Escape Velocity, or There Must be 50 Ways to Leave ‘The Family’

Escape Velocity diagram

I’m teaching an introductory undergraduate course in LGBT history and politics this spring, encountering anew the alternating confusion, resistance and delight of students as they start to take in the full implications of the simple claim that gender and sexuality are historically constructed. As they arrive in my classroom, most understand LGBT “identities” as inborn or otherwise fixed; they bring with them an understanding of politics shaped by the marriage equality movement (though some come with versions of radical, genderqueer politics already well developed). They take the ride with me through Freud and Foucault, reading history, anthropology and queer theory texts with eyes wide open, questions flooding the room. It’s always fun to hear them work through ideas that challenge their working assumptions.

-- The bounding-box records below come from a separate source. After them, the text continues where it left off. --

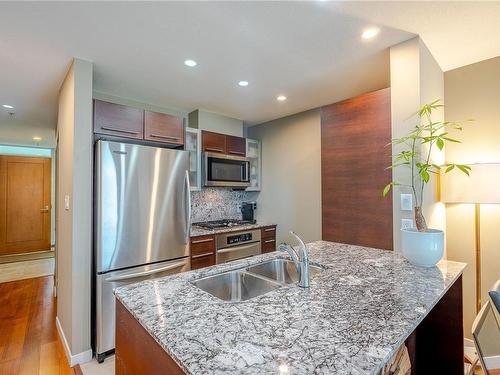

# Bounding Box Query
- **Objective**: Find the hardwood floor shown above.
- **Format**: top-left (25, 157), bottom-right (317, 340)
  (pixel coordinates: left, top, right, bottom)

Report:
top-left (0, 276), bottom-right (75, 375)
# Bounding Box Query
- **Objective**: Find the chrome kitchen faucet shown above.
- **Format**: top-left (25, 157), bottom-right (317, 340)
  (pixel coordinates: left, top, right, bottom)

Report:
top-left (278, 231), bottom-right (309, 288)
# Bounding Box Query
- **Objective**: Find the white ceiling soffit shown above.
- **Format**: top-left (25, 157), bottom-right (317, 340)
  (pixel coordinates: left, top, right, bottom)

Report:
top-left (0, 1), bottom-right (500, 137)
top-left (335, 1), bottom-right (500, 71)
top-left (0, 2), bottom-right (412, 137)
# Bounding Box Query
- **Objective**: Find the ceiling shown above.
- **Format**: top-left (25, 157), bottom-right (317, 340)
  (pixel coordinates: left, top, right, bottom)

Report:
top-left (0, 1), bottom-right (500, 147)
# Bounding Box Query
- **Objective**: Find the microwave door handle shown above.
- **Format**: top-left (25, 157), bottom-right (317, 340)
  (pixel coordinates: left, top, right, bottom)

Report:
top-left (185, 170), bottom-right (191, 243)
top-left (105, 261), bottom-right (187, 282)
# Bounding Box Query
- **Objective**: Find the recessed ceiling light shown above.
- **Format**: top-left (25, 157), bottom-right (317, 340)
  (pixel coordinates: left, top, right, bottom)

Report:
top-left (361, 27), bottom-right (380, 39)
top-left (184, 59), bottom-right (198, 67)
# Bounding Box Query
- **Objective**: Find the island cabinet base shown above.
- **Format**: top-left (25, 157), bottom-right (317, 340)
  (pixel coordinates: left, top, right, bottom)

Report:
top-left (115, 300), bottom-right (184, 375)
top-left (406, 276), bottom-right (464, 375)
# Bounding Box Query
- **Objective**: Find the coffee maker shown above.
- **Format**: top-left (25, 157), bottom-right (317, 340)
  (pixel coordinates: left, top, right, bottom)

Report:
top-left (241, 202), bottom-right (257, 223)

Something is missing: how do we link the historical forces that shape genders and sexualities with lived subjectivities?

But eventually we arrive at an impasse. Having shed notions of biological or psychic fixity, having worked through ideas about historically embedded social and cultural construction, many feel frustrated. They want to know how some of us come to embrace dissident gender and sexual practices, while others do not. They want to know how gender and sexual identities come to feel so real, and for some so innate and fixed. Something is missing: how do we link the historical forces that shape genders and sexualities with lived subjectivities? Queering psychoanalysis goes some way toward addressing these questions, but for students with a keen awareness of transnational and temporal variation, those theories can be too universalizing.